J'ai voté pour Obama, ne prenez pas cela comme une critique, bien au contraire : il faut qu'il réussisse, c'est la dernière chance je crois des Américains de réussir dans le monde de l'après Guerre froide. On a échoué trois fois. Et le pire des trois, vous pensez que c’est Bush, non : le pire des trois, c'était Bill Clinton. Parce que le moment où il y avait des opportunités, le contexte s'y prêtait, les dossiers s'y prêtaient, la personnalité s'y prêtait, et il n'a rien fait. Sinon élargir l'OTAN, et dans ses petites affaires à la Maison-Blanche. Monsieur Obama n’avait aucun sentiment pour ces dossiers, il y a 10 ans, c'est un homme providentiel, peut-être, mais c'est surtout un homme nouveau. Il a une absorption des dossiers qui est exceptionnelle. C'est un plaisir que de l'entendre parler d'un dossier dont il ne savait rien quelque temps auparavant. Mais l'Histoire a besoin de davantage que d'un bachotage pour être absorbée.

  

Jean Bétermier

             Je me tourne vers la salle… Monsieur le président ?

 

 Henri Martre

             Dans la suite de votre raisonnement sur l'affaire iranienne, on a vu notre Président prendre une position très avancée, en faisant des menaces, sûrement verbales, mais peut-être y avait-il de la substance dans ces menaces, on l'a vu aller de l'avant avec beaucoup de dynamisme.
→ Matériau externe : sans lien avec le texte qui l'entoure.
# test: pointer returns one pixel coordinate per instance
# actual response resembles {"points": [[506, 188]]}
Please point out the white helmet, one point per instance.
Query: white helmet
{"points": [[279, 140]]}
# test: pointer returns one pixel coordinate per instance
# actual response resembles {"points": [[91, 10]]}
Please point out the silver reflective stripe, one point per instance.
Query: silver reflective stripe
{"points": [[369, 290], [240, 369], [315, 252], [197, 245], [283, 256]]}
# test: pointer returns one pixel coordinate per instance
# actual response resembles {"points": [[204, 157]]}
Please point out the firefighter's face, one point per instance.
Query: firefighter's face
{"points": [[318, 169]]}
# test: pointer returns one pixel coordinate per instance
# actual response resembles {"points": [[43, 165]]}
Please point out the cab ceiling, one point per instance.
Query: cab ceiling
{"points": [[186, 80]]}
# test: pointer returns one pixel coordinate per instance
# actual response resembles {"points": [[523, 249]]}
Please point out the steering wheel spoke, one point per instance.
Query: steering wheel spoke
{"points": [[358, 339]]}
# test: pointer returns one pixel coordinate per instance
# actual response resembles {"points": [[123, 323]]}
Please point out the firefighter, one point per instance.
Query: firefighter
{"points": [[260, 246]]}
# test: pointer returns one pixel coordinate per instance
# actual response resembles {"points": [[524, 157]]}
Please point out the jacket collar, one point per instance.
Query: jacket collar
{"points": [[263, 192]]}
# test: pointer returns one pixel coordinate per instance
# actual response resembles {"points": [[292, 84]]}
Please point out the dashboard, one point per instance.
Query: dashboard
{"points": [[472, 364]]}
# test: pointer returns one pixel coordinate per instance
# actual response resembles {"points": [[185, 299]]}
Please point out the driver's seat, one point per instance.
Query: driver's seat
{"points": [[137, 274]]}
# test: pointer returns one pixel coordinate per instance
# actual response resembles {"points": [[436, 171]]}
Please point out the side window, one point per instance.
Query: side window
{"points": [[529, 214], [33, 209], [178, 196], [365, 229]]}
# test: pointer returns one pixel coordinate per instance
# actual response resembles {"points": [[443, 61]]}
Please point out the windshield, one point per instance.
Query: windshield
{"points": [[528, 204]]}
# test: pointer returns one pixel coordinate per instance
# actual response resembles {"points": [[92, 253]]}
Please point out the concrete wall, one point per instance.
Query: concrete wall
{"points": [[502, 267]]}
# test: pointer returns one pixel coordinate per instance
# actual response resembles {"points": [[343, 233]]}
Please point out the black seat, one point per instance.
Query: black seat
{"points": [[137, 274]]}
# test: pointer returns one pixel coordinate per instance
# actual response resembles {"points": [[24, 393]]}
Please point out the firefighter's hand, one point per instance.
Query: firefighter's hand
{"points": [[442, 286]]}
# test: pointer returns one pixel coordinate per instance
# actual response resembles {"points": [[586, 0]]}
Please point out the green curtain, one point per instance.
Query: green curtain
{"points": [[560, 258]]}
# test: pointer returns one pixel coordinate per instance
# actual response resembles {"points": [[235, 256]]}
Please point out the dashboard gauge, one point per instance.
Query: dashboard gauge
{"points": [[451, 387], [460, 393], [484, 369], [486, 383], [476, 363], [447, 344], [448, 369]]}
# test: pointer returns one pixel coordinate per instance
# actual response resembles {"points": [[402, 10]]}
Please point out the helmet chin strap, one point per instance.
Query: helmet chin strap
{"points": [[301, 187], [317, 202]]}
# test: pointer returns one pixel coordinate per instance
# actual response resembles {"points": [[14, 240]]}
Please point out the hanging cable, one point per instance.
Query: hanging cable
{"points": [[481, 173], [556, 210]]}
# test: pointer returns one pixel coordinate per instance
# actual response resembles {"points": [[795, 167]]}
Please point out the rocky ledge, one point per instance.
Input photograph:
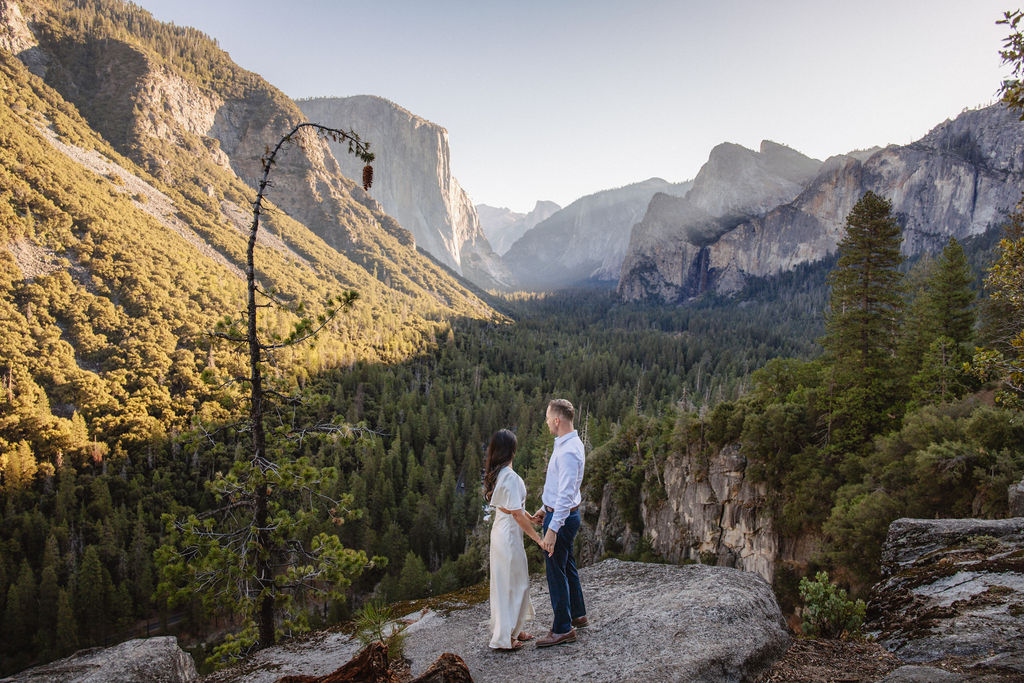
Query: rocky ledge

Est-ce que c'était de la forfanterie, ou bien est-ce que c'était utile ?

 

 Simon Serfaty

             Monsieur Martre, vous le sauriez mieux que moi, mais enfin il n'est pas inhabituel pour Monsieur Sarkozy d'aller de l'avant, et de s'exprimer ce faisant avec beaucoup de vigueur. Et parfois avec moins de réflexion. J'ai fait allusion tout à l'heure à une affaire à la Suez, c'est à cela que je pensais. Est-il sérierieusement possible de penser qu'il pourrait y avoir une intervention en Iran qui impliquerait des puissances européennes sans impliquer les Américains ? J'espère que cela ne peut pas se produire, parce que les conséquences pour les Américains également seraient importantes. Je ne sais pas si c'est de la forfanterie, mais ce n'est pas une mauvaise chose qu'un dirigeant de pointe dans l'Alliance atlantique essaie de maintenir sur la table cette option. Je ne pense pas que cela impressionne les Iraniens outre mesure, mais c'est une bonne chose.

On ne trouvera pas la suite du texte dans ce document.